Both of these compounds represent novel approaches but fit within the usual synaptic transmission framework. The last study of the session, presented by Dan Javitt, Nathan Kline Institute, Organgeburg, New York, was something completely different. He spoke about davunetide, the more friendly name of the peptide NAPVSIPQ (or NAP). This fragment of activity-dependent neuroprotective protein (ADNP) helps stabilize microtubules, restoring neuronal structure and function.

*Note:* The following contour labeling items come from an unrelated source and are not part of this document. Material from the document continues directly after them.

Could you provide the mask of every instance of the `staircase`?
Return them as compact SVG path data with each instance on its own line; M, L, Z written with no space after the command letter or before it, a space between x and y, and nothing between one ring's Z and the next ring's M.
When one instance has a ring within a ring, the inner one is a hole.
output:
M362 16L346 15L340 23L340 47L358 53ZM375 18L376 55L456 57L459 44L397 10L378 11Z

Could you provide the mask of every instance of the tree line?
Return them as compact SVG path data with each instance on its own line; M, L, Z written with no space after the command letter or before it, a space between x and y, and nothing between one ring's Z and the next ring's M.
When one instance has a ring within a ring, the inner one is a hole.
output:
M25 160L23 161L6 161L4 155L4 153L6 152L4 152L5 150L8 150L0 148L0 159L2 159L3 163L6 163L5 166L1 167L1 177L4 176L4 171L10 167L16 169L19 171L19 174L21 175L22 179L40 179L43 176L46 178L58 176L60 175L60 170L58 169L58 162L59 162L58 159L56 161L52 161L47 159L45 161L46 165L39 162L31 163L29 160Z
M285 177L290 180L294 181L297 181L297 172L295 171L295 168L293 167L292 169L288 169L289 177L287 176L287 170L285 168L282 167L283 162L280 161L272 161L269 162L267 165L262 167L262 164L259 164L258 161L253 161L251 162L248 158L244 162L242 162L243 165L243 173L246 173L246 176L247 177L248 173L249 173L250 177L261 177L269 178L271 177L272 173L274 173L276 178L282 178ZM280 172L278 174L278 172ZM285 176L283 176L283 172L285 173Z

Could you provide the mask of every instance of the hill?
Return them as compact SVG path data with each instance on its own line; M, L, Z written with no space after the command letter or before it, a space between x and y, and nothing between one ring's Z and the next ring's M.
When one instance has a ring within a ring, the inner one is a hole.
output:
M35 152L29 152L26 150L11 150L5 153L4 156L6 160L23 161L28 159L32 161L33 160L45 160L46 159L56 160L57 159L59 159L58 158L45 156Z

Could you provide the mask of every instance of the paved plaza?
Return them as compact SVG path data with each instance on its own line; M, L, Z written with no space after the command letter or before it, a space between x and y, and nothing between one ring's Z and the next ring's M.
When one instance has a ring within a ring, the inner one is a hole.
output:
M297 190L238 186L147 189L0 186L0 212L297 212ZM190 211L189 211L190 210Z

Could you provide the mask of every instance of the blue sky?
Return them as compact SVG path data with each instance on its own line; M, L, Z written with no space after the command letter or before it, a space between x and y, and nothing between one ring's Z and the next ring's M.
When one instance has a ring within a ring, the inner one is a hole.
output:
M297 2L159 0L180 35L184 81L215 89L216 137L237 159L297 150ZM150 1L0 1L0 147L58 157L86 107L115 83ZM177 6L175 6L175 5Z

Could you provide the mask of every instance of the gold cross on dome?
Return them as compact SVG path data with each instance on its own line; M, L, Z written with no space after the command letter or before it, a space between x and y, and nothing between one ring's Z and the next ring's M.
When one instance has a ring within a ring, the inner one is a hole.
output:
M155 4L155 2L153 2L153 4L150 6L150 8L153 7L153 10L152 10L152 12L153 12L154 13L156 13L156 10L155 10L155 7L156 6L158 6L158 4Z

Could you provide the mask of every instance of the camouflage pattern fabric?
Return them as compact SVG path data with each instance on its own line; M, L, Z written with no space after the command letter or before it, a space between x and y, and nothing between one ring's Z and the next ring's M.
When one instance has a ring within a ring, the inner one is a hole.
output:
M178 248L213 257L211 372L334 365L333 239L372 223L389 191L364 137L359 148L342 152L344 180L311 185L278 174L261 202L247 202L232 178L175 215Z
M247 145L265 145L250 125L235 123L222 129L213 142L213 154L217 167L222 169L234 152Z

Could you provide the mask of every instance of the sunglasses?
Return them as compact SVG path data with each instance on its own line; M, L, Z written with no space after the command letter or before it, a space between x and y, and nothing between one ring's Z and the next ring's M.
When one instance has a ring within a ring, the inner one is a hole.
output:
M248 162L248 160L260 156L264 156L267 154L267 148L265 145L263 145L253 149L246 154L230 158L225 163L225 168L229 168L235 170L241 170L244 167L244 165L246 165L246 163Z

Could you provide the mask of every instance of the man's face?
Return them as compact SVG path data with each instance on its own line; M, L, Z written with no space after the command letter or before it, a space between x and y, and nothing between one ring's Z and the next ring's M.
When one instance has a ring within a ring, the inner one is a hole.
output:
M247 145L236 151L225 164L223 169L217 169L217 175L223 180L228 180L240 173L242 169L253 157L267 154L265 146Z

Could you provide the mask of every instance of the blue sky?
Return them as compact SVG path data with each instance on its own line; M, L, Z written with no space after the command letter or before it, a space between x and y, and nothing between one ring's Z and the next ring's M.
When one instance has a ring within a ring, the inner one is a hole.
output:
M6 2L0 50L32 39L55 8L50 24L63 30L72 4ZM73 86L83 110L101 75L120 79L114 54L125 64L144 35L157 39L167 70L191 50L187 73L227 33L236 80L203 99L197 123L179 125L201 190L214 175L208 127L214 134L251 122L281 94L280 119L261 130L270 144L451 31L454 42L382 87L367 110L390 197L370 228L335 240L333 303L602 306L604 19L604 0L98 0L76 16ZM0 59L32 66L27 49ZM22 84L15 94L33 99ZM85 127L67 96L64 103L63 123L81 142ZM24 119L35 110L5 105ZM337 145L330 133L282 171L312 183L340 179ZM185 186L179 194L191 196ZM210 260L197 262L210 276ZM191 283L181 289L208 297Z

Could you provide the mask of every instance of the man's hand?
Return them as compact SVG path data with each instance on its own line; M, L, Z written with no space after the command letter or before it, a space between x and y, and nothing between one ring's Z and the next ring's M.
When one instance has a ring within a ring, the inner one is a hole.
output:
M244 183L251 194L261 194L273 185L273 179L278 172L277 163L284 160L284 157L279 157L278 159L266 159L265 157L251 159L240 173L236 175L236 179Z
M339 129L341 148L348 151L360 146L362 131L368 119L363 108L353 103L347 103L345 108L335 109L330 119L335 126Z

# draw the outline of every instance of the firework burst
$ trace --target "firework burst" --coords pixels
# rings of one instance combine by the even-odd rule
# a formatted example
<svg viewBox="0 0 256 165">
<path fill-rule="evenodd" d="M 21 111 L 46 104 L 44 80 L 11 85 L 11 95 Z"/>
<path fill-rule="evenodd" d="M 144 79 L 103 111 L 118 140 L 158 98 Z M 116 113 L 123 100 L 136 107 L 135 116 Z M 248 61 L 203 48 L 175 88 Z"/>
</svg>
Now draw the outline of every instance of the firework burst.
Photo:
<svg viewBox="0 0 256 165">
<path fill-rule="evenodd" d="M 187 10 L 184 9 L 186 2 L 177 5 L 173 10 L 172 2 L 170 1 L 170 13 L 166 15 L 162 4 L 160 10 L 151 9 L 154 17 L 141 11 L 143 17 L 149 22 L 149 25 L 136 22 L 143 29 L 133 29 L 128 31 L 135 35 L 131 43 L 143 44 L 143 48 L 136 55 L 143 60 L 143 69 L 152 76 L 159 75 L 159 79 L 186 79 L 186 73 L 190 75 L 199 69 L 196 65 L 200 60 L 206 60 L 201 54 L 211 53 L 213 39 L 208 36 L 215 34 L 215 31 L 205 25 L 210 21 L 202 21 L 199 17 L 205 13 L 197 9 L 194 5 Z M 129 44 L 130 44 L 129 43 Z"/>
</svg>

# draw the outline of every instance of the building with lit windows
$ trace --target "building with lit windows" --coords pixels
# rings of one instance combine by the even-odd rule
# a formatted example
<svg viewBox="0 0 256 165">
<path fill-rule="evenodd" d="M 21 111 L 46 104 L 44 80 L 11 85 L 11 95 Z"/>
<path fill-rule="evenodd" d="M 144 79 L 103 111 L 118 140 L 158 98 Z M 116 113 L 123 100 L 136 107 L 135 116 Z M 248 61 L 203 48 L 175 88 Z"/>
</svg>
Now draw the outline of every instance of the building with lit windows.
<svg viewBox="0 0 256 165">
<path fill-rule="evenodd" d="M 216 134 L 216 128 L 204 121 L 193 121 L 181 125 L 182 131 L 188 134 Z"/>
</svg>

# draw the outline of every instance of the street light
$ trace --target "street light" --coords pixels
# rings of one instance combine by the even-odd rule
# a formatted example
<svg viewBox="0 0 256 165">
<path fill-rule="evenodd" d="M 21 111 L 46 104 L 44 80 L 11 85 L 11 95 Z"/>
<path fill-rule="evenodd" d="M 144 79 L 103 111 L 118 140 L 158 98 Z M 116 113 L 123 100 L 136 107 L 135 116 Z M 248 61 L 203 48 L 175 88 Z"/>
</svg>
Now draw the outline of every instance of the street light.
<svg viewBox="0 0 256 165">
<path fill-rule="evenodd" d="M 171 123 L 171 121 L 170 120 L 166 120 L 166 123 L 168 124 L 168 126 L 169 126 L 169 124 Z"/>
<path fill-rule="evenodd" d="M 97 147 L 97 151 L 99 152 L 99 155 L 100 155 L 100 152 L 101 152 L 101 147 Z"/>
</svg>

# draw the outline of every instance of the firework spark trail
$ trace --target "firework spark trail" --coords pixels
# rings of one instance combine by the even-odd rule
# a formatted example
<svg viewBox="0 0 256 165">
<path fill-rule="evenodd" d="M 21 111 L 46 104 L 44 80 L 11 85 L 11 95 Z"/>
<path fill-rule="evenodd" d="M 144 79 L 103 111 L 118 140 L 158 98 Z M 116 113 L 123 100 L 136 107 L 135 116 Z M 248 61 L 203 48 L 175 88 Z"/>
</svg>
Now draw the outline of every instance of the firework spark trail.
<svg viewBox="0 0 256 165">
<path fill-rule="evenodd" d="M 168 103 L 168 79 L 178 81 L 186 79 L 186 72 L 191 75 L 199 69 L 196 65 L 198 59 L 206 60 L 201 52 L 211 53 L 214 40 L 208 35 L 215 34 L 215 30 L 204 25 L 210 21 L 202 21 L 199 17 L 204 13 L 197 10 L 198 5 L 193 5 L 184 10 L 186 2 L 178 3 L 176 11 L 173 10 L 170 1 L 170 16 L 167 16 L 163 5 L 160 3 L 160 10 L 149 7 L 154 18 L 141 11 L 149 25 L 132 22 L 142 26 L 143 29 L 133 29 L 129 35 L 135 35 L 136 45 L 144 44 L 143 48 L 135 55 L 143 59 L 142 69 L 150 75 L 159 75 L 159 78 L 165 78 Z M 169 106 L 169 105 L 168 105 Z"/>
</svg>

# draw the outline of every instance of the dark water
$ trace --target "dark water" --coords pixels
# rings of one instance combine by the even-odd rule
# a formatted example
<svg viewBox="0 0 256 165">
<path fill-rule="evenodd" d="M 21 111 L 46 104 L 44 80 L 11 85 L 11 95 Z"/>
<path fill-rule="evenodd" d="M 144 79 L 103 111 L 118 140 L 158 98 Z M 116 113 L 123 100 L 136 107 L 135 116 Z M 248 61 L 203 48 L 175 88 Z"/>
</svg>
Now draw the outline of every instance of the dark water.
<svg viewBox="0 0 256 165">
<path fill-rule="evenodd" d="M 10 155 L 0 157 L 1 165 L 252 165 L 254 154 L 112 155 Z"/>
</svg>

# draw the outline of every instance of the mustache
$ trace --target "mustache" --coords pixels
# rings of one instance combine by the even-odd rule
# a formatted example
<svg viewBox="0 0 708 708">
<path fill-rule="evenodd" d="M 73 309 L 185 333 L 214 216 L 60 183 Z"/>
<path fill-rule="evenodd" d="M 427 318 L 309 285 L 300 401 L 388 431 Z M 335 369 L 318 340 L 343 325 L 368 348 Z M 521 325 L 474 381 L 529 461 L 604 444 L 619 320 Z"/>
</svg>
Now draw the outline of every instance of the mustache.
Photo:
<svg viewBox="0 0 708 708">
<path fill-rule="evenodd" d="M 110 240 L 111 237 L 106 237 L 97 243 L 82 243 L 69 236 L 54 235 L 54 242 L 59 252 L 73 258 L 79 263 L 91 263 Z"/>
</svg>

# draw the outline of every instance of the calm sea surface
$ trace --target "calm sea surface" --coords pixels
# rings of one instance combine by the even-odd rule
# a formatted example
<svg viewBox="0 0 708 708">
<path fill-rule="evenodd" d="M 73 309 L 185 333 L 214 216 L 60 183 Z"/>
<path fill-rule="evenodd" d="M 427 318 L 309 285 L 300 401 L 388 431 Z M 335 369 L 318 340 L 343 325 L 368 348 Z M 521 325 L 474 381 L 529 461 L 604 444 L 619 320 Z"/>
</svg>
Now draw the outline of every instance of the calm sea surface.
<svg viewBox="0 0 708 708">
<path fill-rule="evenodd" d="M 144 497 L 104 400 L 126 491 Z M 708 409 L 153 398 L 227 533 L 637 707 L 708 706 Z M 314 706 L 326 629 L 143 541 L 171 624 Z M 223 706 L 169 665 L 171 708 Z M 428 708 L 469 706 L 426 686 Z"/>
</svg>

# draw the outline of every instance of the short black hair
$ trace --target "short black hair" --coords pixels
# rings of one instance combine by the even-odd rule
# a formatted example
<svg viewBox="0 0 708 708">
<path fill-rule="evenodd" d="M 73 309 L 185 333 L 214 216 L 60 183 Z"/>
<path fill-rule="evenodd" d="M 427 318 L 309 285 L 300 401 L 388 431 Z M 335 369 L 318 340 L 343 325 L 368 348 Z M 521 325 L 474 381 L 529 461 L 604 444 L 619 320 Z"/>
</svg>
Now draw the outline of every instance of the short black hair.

Although the evidence for neuronal lesions in schizophrenia remains vague, the drug is in development for disorders such as Alzheimer’s disease because of evidence that it improves cognitive function in animal models of neurodegenerative disease. Thus, the Treatment Units for Research on Neurocognition and Schizophrenia (TURNS) program selected it for a clinical trial as adjunctive therapy in schizophrenia. Javitt reported that, in a very small sample, davunetide produced non-significant improvements on primary cognition measures that warrant more study. This assessment was reinforced, he said, by positive results from secondary outcome assessments.
Open, public discourse
"I like the breadth of the presenters and ideas," co-chair of the session, ICOSR co-director Chuck Schulz of the University of Minnesota told SRF. "Different modes of action of medicines, different levels, ranging from pilot data through Phase 3. And I like that people from different sectors come together." Indeed, said Schulz, this was one of the purposes of the New Drugs session when it was instituted many Congresses ago: to prevent the traditional Balkanization of researchers at conferences—sessions geared only toward academic or industry scientists, or even toward a single company.
Though he wasn't surprised by any of the compounds, Schulz said, "I thought the idea of the perphenazine-GABA conjugate was great. That was new stuff." His co-chair, Marder, was hopeful that the session both reflected and could spur a renewed interest in developing drugs for negative symptoms of schizophrenia.—Hakon Heimer.